What this means is that I can create a blank project with no source code, scribble out my top level dependencies and project path, and then invoke goat gen. It fills in all the second-tier dependencies for me automatically, and they will all be using type: goget. I can then inspect the newly added dependencies to decide which ones need to be fixed (change the type to git/hg) and which ones are safe to leave with go get. I change the types for those packages and invoke goat gen again. That adds another group of goget dependencies for the next tier. I can keep doing this until I have specified only the subset of my dependency tree that matters to me. goat gen would ensure that any other subtrees are being fully resolved by go get. And since it does not modify any already-specified deps, I can invoke it iteratively over and over until I'm satisfied.

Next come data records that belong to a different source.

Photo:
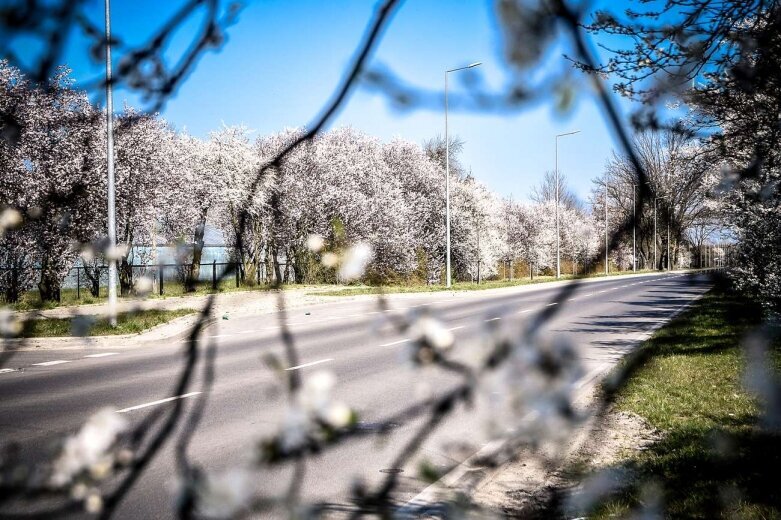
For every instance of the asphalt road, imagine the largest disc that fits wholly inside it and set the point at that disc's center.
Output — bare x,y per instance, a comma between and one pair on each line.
51,393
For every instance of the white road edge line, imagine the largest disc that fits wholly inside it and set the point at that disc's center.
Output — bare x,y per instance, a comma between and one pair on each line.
159,401
425,497
313,363
50,363
396,342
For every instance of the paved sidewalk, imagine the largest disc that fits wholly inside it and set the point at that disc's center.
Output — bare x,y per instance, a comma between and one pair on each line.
233,304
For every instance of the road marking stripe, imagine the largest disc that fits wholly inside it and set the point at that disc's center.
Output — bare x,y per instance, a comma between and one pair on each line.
160,401
396,342
310,364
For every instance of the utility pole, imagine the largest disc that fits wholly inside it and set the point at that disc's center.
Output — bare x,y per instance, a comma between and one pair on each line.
606,248
558,235
634,230
447,177
112,232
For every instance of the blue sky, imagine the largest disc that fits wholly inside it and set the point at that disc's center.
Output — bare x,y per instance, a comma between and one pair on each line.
283,59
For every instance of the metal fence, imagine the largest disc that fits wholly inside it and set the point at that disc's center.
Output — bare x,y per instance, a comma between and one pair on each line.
165,275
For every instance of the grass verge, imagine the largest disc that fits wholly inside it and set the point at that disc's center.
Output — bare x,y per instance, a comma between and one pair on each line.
714,461
127,323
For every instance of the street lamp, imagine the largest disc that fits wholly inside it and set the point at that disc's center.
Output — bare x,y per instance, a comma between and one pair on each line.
606,242
447,174
558,238
668,232
634,229
112,233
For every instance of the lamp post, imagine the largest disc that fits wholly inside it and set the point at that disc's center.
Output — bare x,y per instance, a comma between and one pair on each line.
112,234
606,244
558,238
668,232
447,177
634,229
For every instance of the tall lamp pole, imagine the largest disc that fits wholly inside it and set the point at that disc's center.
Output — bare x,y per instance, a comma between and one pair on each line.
607,270
558,237
634,229
447,177
112,233
668,232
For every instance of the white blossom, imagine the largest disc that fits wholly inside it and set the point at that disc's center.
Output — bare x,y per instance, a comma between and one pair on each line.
330,259
88,447
9,219
315,242
10,324
224,494
356,258
433,332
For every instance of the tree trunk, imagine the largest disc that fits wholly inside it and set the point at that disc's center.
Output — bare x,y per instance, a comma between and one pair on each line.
93,277
49,285
191,281
125,277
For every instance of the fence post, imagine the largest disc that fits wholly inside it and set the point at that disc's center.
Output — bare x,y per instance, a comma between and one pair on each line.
14,280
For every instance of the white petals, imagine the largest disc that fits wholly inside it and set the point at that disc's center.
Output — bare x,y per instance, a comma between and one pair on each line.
315,243
117,252
222,495
87,449
330,260
432,332
9,219
10,324
143,286
355,261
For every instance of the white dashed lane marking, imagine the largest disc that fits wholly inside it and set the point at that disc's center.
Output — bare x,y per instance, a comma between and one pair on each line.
313,363
396,342
160,401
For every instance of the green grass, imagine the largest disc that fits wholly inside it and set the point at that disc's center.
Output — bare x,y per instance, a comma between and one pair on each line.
127,323
31,300
713,461
457,286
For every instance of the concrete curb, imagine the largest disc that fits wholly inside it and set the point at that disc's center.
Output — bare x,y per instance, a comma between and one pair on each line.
178,328
469,476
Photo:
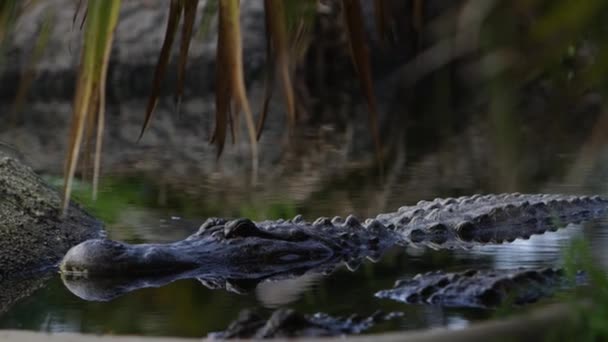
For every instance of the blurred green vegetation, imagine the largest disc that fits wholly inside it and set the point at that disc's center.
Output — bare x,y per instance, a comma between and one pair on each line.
591,301
118,194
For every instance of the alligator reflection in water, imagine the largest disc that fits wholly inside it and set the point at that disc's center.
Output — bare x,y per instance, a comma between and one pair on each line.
238,254
481,288
289,323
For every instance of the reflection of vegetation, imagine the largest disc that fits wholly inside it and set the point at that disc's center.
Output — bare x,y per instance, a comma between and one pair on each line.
116,195
592,304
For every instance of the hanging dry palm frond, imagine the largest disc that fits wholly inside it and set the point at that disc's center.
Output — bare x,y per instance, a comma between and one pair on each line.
277,53
175,12
230,84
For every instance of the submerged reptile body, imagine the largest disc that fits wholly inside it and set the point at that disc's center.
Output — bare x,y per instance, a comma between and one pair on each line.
237,248
480,288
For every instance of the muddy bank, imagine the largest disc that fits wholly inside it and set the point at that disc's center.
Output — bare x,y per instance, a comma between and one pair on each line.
33,236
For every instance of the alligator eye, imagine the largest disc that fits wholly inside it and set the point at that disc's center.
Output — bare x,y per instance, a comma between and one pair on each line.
242,227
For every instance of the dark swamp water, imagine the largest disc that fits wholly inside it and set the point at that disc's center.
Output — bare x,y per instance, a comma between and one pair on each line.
498,114
188,308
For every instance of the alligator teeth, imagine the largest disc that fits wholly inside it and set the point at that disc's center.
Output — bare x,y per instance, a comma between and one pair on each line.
297,219
353,265
322,221
374,225
337,220
352,221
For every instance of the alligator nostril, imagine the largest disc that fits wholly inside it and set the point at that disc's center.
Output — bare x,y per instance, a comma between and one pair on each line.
241,227
465,230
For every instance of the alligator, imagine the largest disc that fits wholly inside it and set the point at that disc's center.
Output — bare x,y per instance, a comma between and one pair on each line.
224,250
289,323
481,288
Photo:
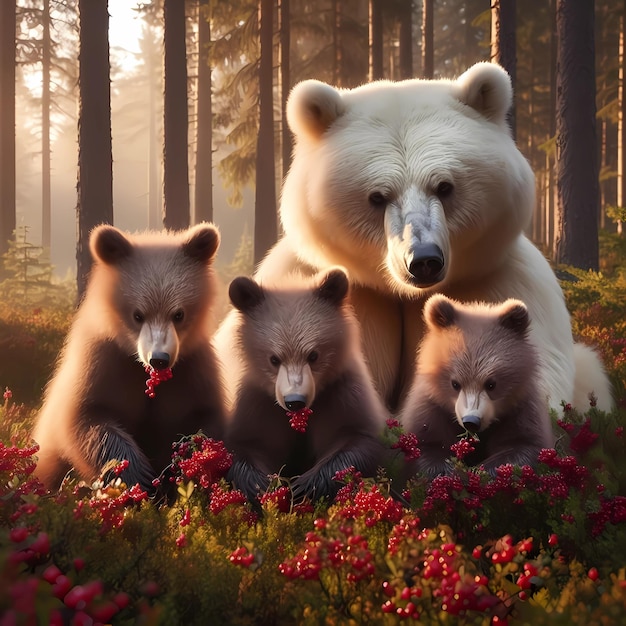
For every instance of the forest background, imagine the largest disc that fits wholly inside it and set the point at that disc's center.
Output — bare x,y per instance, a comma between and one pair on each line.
222,105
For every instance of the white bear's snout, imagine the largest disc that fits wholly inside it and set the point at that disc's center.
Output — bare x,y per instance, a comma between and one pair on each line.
158,345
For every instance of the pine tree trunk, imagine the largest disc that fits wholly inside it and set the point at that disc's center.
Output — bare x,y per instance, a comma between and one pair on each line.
428,52
405,54
285,84
46,208
375,39
265,216
503,43
577,239
176,118
95,161
203,200
7,123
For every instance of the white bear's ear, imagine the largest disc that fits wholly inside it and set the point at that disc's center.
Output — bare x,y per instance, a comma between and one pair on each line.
245,294
334,287
514,316
486,87
312,107
109,245
440,312
202,244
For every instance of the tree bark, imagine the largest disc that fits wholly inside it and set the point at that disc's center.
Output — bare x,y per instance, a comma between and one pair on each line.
176,214
7,123
285,84
265,216
46,207
95,161
503,43
577,240
203,200
428,54
405,60
375,40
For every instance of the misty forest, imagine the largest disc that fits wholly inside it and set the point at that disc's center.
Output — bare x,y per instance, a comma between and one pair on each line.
163,114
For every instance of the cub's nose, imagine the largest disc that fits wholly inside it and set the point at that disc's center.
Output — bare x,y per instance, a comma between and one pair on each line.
160,360
295,401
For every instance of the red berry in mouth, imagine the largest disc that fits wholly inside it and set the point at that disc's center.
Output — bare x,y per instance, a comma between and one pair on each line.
298,419
156,378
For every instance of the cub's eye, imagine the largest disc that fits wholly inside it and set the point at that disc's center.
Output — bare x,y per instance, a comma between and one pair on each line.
377,200
444,190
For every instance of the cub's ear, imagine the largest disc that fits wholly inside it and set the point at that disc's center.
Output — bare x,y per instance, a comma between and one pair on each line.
334,287
203,242
109,245
245,294
514,316
312,107
486,87
440,312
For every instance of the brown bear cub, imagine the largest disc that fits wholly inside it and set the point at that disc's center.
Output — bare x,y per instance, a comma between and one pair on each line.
299,348
477,371
147,311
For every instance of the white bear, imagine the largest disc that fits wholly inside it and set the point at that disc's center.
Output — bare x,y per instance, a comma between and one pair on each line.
416,187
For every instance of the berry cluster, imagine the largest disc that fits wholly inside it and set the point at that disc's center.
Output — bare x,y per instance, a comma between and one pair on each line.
200,459
156,378
298,420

Scenario 2: If .go.yaml does not exist, you have to specify the path of your current repo on the command line, otherwise goat gen fails with a suitable error. Eg goat gen github.com/foo/bar. It then scans the current package for any go source code and populates the top level imports of that source code in .go,yaml, using the default type: goget. This gives me a basic .go.yaml. I can then apply the same steps I took in the first scenario to refine the dependency tree as needed.

Side note: if you specify goat gen path/to/repo when your .go.yaml already contains a path, what happens? The behavior here would need to be defined. I say clobber the existing .go.yaml path. I find it difficult to believe you would invoke goat gen with the wrong path unless you intended to change it.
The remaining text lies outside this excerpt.